You are viewing a plain text version of this content. The canonical link for it is here.
Posted to cvs@httpd.apache.org by ak...@hyperreal.org on 1998/07/23 18:42:05 UTC
cvs commit: apache-2.0/docs overview_aek

akosut      98/07/23 09:42:05

  Added:       docs     overview_aek
  Log:
  Add my 2.0 overview document to CVS, where it will be maintained for
  all eternity. Please make changes where appropriate.
  
  Revision  Changes    Path
  1.1                  apache-2.0/docs/overview_aek
  
  Index: overview_aek
  ===================================================================
  
  From akosut@leland.Stanford.EDU Thu Jul 23 09:38:40 1998
  Date: Sun, 19 Jul 1998 00:12:37 -0700 (PDT)
  From: Alexei Kosut <ak...@leland.Stanford.EDU>
  To: new-httpd@apache.org
  Subject: Apache 2.0 - an overview
  
  For those not at the Apache meeting in SF, and even for those who were,
  here's a quick overview of (my understanding of) the Apache 2.0
  architecture that we came up with. I present this to make sure that I have
  it right, and to get opinions from the rest of the group. Enjoy.
  
  
  1. "Well, if we haven't released 2.0 by Christmas of 1999, it won't
      matter anyway." 
  
  A couple of notes about this plan: I'm looking at this right now from a
  design standpoint, not an implementation one. If the plan herein were
  actually coded as-is, you'd get a very inefficient web server. But as
  Donald Knuth (Professor emeritus at Stanford, btw... :) points out,
  "premature optimization is the root of all evil." Rest assured there are
  plenty of ways to make sure Apache 2.0 is much faster than Apache 1.3.

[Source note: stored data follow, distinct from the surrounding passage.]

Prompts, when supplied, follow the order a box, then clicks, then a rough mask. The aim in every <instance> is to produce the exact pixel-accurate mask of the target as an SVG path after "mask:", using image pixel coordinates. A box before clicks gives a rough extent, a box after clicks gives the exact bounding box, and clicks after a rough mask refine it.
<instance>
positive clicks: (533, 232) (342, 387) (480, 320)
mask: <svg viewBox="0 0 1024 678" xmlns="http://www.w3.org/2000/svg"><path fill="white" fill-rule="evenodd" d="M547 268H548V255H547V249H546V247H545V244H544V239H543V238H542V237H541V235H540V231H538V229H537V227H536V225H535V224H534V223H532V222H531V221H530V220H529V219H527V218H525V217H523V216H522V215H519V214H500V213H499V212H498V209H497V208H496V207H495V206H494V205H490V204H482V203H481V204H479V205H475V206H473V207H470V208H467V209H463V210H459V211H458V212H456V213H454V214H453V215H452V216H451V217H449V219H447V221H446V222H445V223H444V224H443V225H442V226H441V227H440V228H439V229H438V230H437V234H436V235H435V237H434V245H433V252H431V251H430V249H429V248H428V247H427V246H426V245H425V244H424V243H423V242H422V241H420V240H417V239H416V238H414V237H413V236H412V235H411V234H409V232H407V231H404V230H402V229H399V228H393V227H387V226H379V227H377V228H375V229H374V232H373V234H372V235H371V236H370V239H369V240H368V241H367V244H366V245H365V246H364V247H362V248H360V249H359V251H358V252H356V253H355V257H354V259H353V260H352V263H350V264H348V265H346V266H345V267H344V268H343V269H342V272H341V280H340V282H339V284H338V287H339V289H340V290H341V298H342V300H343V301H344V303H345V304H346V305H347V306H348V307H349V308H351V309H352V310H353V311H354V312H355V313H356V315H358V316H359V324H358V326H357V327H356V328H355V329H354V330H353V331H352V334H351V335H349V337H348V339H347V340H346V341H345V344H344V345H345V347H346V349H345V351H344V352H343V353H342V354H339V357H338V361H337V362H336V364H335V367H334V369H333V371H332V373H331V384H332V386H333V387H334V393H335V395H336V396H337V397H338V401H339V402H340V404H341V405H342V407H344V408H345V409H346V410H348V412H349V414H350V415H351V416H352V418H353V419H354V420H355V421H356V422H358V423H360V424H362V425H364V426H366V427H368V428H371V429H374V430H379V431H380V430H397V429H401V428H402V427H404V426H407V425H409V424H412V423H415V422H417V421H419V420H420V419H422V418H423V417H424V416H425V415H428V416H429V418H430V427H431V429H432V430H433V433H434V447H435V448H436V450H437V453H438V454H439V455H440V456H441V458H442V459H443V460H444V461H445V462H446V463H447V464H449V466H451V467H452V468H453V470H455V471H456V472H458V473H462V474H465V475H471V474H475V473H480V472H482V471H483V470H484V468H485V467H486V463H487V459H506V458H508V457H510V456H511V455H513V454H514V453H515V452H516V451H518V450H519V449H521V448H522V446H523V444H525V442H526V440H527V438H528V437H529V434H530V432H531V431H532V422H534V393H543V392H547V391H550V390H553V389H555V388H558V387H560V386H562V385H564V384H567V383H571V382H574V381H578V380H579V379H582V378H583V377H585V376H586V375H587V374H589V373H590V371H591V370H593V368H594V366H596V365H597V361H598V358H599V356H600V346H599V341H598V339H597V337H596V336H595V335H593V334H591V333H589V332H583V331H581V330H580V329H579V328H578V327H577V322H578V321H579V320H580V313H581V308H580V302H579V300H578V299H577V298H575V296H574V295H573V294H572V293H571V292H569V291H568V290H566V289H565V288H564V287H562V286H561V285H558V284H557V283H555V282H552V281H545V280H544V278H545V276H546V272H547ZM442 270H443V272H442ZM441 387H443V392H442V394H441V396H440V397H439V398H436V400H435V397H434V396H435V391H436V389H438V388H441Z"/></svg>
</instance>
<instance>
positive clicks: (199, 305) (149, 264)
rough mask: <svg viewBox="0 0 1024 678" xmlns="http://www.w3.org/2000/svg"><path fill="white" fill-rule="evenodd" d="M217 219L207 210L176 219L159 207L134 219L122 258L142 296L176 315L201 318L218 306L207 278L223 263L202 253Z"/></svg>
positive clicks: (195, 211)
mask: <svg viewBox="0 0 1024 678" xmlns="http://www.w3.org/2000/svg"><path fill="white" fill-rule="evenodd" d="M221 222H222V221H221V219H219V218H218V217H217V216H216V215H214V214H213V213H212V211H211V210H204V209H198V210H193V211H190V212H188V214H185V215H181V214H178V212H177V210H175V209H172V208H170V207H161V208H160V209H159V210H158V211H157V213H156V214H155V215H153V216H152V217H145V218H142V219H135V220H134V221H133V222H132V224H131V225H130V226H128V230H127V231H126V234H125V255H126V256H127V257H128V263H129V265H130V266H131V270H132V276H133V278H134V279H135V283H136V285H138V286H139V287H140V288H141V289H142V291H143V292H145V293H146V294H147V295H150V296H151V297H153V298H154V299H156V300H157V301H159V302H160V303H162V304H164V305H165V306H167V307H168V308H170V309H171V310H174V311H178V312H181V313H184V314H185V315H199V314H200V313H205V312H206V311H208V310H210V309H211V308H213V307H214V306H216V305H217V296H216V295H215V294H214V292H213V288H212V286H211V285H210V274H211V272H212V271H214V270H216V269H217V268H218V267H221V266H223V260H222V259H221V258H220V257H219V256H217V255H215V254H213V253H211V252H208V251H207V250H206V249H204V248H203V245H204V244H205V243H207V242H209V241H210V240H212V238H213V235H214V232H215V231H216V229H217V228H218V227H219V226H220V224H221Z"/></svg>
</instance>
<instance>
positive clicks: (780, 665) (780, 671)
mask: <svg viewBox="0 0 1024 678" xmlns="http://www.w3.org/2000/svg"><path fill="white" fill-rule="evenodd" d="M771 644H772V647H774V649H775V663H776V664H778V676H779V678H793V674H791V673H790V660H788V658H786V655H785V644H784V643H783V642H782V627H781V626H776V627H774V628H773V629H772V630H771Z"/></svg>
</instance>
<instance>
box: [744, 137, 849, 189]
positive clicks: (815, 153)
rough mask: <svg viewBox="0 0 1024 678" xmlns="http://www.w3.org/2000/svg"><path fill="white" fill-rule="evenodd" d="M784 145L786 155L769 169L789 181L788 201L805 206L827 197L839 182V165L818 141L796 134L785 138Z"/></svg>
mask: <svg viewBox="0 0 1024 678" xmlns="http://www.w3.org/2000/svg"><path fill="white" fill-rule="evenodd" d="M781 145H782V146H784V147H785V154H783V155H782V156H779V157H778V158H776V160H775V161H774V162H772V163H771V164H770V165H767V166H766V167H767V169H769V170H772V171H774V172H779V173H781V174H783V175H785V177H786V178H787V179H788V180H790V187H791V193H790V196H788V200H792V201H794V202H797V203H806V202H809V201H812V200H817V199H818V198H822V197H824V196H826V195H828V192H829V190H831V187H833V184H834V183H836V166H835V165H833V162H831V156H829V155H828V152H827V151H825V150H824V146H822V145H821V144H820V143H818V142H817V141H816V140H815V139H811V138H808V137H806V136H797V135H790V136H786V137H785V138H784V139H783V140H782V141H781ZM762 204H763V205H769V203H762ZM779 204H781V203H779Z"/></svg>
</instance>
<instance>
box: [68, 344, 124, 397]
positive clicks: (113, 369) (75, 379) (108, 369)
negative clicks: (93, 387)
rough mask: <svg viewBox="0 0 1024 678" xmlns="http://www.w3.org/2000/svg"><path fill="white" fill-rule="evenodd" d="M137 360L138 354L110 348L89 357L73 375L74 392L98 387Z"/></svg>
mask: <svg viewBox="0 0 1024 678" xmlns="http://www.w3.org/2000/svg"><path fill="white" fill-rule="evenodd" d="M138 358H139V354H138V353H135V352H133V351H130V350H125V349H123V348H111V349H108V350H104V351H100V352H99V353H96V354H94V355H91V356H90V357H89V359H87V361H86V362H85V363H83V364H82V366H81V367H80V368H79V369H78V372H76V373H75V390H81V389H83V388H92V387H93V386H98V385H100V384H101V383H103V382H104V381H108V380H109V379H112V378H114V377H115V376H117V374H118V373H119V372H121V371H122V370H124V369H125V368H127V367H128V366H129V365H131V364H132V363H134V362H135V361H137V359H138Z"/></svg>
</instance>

  Taking out all the "slowness" code, for example... :)
  
  Also, the main ideas in this document mainly come from Dean Gaudet, Simon
  Spero, Cliff Skolnick and a bunch of other people, from the Apache Group's
  meeting in San Francisco, July 2 and 3, 1998. The other ideas come from
  other people. I'm being vague because I can't quite remember. We should
  have videotaped it.  I've titled the sections of this document with quotes
  from our meeting, but they are paraphrased from memory, so don't take them
  too seriously.
  
  2. "But Simon, how can you have a *middle* end?"
  
  One of the main goals of Apache 2.0 is protocol independence (i.e.,
  serving HTTP/1.1, HTTP-NG, and maybe FTP or gopher or something). Another
  is to rid the server of the belief that everything is a file. Towards this
  end, we divide the server up into three parts, the front end, the middle
  end, and the back end.
  
  The front end is essentially a combination of http_main and http_protocol
  today. It takes care of all network and protocol matters, interpreting the
  request, putting it into a protocol-neutral form, and (possibly) passing
  it off to the rest of the server. This is approximately equivalent to the
  part of Apache contained in Dean's flow stuff, and it also works very well
  in certain non-Unix-like architectures such as clustered mainframes. In
  addition, part of this front-end might be optionally run in kernel space,
  giving a very fast server indeed...
  
  The back end is what generates the content. At the back of the back end we
  have backing stores (Cliff's term), which contain actual data. These might
  represent files on a disk, entries in a database, CGI scripts, etc... The
  back end also consists of other modules, which can alter the request in
  various fashions. The objects the server acts on can be thought of (Cliff
  again) as a filehandle and a set of key/value pairs (metainformation).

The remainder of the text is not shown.